Testing

Testing is a vitally important part of writing code that is meant to withstand the test of time. Tests serve two primary purposes:

They prevent regressions, making it easier to iterate on code with confidence that you have not broken the behaviour for consumers.
They serve as a more thorough form of documentation for technically experienced users, detailing edge cases and expected behaviour that may not be obvious from the API or documentation in prose.

Core principles

Test the interface, not the implementation

Unless required by a limitation of the test framework, you should never have to change your code exclusively for testing. Decide what parts of your API should be private, and maintain this restriction in your tests. If you depend on external functions in the code under test, consider mocking out those dependencies or, at a minimum, avoid testing them directly. This is an important part of our principle of considering API over implementation.

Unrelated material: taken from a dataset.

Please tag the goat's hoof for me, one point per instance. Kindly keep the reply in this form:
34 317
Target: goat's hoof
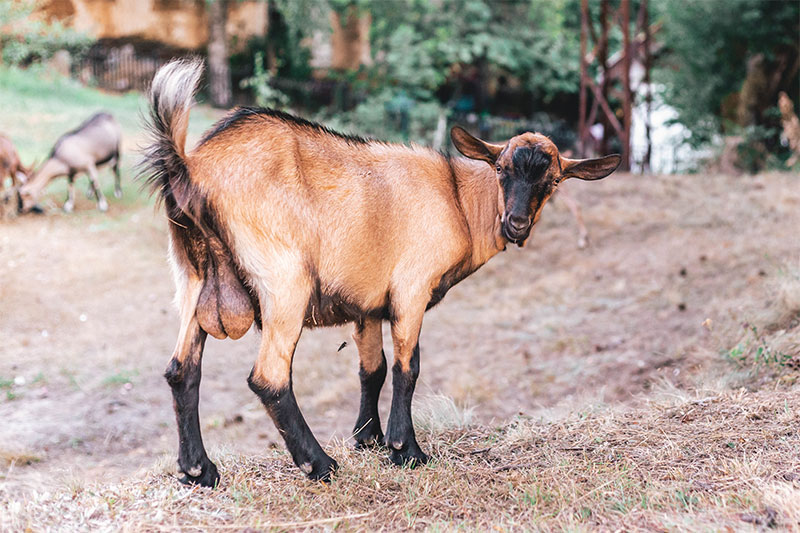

Note that the meaning and size of “the interface” will depend greatly on the type of test, but that this rule applies regardless. When running unit tests, the interface is mostly comprised of functions. When running e2e tests, the interface includes things like the URL structure and user interface events.

Your tests should mirror how a consumer would actually use your code; they do not care or have access to the inner workings, and so neither should your tests.

Below are some specific applications of this principle:

Do not rely excessively on dependency injection. Dependency injection might make tests easier to write, but they typically work by moving around the test complexity, not eliminating it. If you find that you are extracting parts of the logic exclusively to be able to provide mocked versions for test, you are probably not prioritizing the public API. Use dependency injection only for APIs on which a user will need to provide alternate behaviour in some cases.
Do not over-mock. Mocking can be a useful tool for short-circuiting potentially expensive function calls or for more easily simulating a particular environment. However, overuse of mocks reduces the degree to which the tests represent the running system, and can indicate a design that has been excessively broken up solely for the purposes of being able to inject mocks into various points of the operation.
Do not rely on test IDs of any kind. See the test IDs section below for alternative to test IDs, and read additional rationale for this decision in its decision record.

Setup, perform, assert

All tests should follow a common pattern. First, do any necessary setup work (for example, instantiating an object, or mocking a dependency to return a particular value). Then, perform the action you are testing (for example, triggering a method). Finally, assert on the result, either on the value received from performing the action, or on the side effects that are expected as part of it.

If you find that tests are getting quite large, it can make sense to break common parts of setup and perform into utility functions scoped to the test file. You should not break assertions out into utility functions; these are the key part of your test, and if you have common assertions across tests (or many assertions per test), it is likely that you are testing too much in each test case. If the assertion itself is complex, consider using a custom assertion, which most frameworks support.

Below are some specific applications of this principle:

Prefer factory functions for setting up variables under test rather than doing so in beforeEach/ setup blocks, except for mocks of globals (for the environment, or mocks of the module system) that must be restored in between tests.

Why? It is easy for test state to leak when using variables that are in scope of the entire test suite. It also means that the test has a clear "setup" step, allowing it to better stand on its own. Globals need to be mocked in these lifecycle hooks so that they can be restored correctly after the test; you should not restore mocks at the end of tests as it hurts the flow of the test and may not be run if the test fails.

This preference is an example of preferring explicit over automatic.

// Example using Jest

describe('<MyComponent />', () => {
  // Need to store in the suite so that it can be restored
  // after each test.
  let scrollSpy: jest.SpyInstance<any>;

  beforeEach(() => {
    scrollSpy = jest.spyOn(document.body, 'scrollTo');
  });

  afterEach(() => {
    scrollSpy.mockRestore();
  });

  it('calls body.scrollTo() with the specified position', () => {
    // A factory function to encapsulate setup logic
    const myComponent = createComponent();

    // Utility functions to perform complex actions are also fine!
    simulatePositionUpdate(myComponent, 100);

    expect(scrollSpy).toHaveBeenCalledWith(100);
  });
});

Never use beforeAll/ afterAll hooks.

Why? These hooks almost always introduce shared state that is easy to leak between tests.

Avoid using mocks with expectations established when creating them (for example, via sinon.mock()).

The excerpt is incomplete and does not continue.